Business icons: Alan Sugar and Richard Branson

Best quality: Single-mindedness

Worst quality: Single-mindedness

“In November I’m off to a trade mission in Melbourne... I’ve jumped off a bridge here - I’m not even ready in the North-east yet.”

Losing your home is no barrier to entrepreneurial activity, as Teessider Paul Lawton tells JEZ DAVISON (left)...

PAUL Lawton literally had the rug pulled from under him in a recession that has similarly floored hundreds of individuals and businesses.

Stockton-born Lawton lost his home after ditching a full-time career in finance to develop a grand idea to create a multi-layered networking and procurement community that could be rolled out worldwide.

Ambition had overstretched reality and he’d simply run out of money to pay the mortgage.

But now he has found his feet again, moving into rented accommodation in North Tyneside and aggressively pursuing a six-figure cash injection to fund the expansion and re-branding of his networking firm, Dual Concept Marketing (DCM).

His aim is to create a ‘collaborative golden triangle’ that would combine face-to-face and online networking with a procurement arm that allows small firms to bid for lucrative contracts.

Hardly unique concepts in their own right, but if this three-pronged partnership comes off, the figures are mind-boggling.

Seven hundred and fifty North-east-based members paying £250 every six months would generate £375,000 a year - more in the first year once the £100 one-off fee is taken into account.

But the ultra-fit Lawton, who says he completed the Great North Run in 71 minutes, intends to scale much bigger mountains.

His aim is to have more than 100 UK postcode areas covered in three years - generating £7m-plus a year based on the above model - before moving into Australia and at least five other countries.

Using local universities as a collaborative hub, he wants to develop the business into a global franchise - with a personal reward of around 15% of the royalties.

Somewhere in the conversation £58m is mentioned but the figure gets swept up in a tumultuous tide of ambition.

“In Australia they [the Government] are spending $43bn AUS (£26.1bn) on broadband infrastructure so that all 22 million Aussies can be online.
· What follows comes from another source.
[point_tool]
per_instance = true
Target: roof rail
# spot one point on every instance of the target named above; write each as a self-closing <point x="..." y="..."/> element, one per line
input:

People want to network, exchange ideas, do with business with each other.

“In November I’m off on a trade mission to Melbourne...”

Then it dawns on him that he may be getting ahead of himself.

“I’ve jumped off a bridge here - I’m not even ready in the North-east yet.”

He’s unfazed by competition from a growing number of networking organisations that are weaving their way into industry consciousness.

Even a merger between Ecademy and BNI, major players in online and offline networking, won’t slow his advance.

“It would be like Celtic and Rangers [football clubs] trying to get together - it would take a monumental effort.”

He’s used to hard graft, having travelled the length and breadth of Europe to watch his beloved Leeds United play 400 games in seven countries and slide to the old third division of English football.

But he’s not the kind to give up. Self-faith and determination were drummed into him, first by his devout Roman Catholic parents and then by the Army during a four-year stint in his early twenties.

By then he had already had experience as an apprenticeship fitter for Tioxide, formerly owned by iconic Teesside chemicals giant ICI. But after the Army he moved into the civil service before he embarked on an 18-year career in financial services.

“My entrepreneurial spirit was beginning to come out. I wanted to work with people.”

Initially he worked for Black Horse Finance, part of the Lloyds Banking Group, before freelancing as an independent financial advisor.

A six-year stint at Newcastle-based Positive Solutions Financial Services gave him a good income and a cushion for retirement.

But instead he reduced his IFA work and launched DCM in 2006, growing membership via lunchtime networking events, entrepreneurs’ dinners, ‘Meet the Professionals’ exhibitions and online networking groups.

Then recession hit what was left of his IFA income and he handed back the keys to his home.

Now he has ditched the finance work altogether to concentrate on growing his ‘golden triangle’ concept into what he hopes will become a global networking phenomenon.

Succeeding is likely to be a difficult task in an increasingly saturated marketplace.